CAUTION: Do not mouse-click ComboFix's window while it is running. That may cause it to stall.
Note: the above code was created specifically for this user. If you are not this user, do NOT follow these directions as they could damage the workings of your system.
A word of warning: Neither I nor sUBs are responsible for any damage you may have caused your machine by running ComboFix on your own. This tool is not a toy and not for everyday use.
ComboFix SHOULD NOT be used unless requested by a forum helper
Kaspersky Online Scanner .
Your Antivirus and/or Antispyware may give a warning during the scan. This is perfectly normal
NOTE:- This scan is best done from IE (Internet Explorer)
NOTE:- Vista users should start IE by Start(Vista Orb) >> Internet Explorer >> Right-Click Run As Admin
Go Here http://www.kaspersky.com/kos/eng/partner/default/kavwebscan.html
Read the Requirements and limitations before you click Accept.
Once the database has downloaded, click My Computer in the left pane
Now go and put the kettle on !
When the scan has completed, click Save Report As...
Enter a name for the file in the Filename: text box and then click the down arrow to the right of Save as type: and select text file (*.txt)
Click Save - by default the file will be saved to your Desktop, but you can change this if you wish.
**Note**
To optimize scanning time and produce a more sensible report for review: Close any open programs.
Turn off the real-time scanner of all antivirus or antispyware programs while performing the online scan.

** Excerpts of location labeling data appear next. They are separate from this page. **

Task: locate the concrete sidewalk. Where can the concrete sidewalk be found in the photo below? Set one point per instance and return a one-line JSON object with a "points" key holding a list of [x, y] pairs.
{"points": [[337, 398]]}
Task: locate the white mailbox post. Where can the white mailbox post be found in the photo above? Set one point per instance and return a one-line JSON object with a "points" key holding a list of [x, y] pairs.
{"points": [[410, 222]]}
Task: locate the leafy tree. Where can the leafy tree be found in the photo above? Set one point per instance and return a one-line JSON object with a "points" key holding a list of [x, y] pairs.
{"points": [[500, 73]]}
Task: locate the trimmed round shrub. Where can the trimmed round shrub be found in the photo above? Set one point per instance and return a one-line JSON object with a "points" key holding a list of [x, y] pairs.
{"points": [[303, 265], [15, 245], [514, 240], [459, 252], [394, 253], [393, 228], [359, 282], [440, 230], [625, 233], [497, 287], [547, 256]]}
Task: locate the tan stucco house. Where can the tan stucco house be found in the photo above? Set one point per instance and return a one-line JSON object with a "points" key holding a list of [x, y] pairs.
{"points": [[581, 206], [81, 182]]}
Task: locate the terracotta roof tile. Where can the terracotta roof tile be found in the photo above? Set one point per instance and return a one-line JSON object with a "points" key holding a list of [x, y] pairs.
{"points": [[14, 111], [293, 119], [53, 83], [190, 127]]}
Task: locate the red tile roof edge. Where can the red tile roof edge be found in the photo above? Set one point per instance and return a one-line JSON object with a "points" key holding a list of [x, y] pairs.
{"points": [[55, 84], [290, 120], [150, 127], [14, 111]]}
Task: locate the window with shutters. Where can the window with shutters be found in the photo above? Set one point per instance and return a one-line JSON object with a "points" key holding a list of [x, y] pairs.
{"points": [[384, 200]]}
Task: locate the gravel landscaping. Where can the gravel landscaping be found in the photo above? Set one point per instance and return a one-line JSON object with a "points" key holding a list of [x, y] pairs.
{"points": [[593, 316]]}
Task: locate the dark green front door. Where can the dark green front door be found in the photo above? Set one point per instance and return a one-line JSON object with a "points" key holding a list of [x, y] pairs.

Note for Internet Explorer 7 users: If at any time you have trouble viewing the accept button of the license, click on the Zoom tool located at the bottom right of the IE window and set the zoom to 75%. Once the license is accepted, reset to 100%.
hanabishi
2008-12-13, 22:47
Before i begin the kaspersky scan, i would like to know one thing: you stated that "This scan is best done from IE" so does that mean that if i do it from firefox the results will not be as good?
Some people have had trouble doing the scan in Firefox, no obvious reason why but there you go.
It's not a case of the results not being as good, it's more the fact that the scan may not run at all.
If it runs in Firefox for you, that is fine.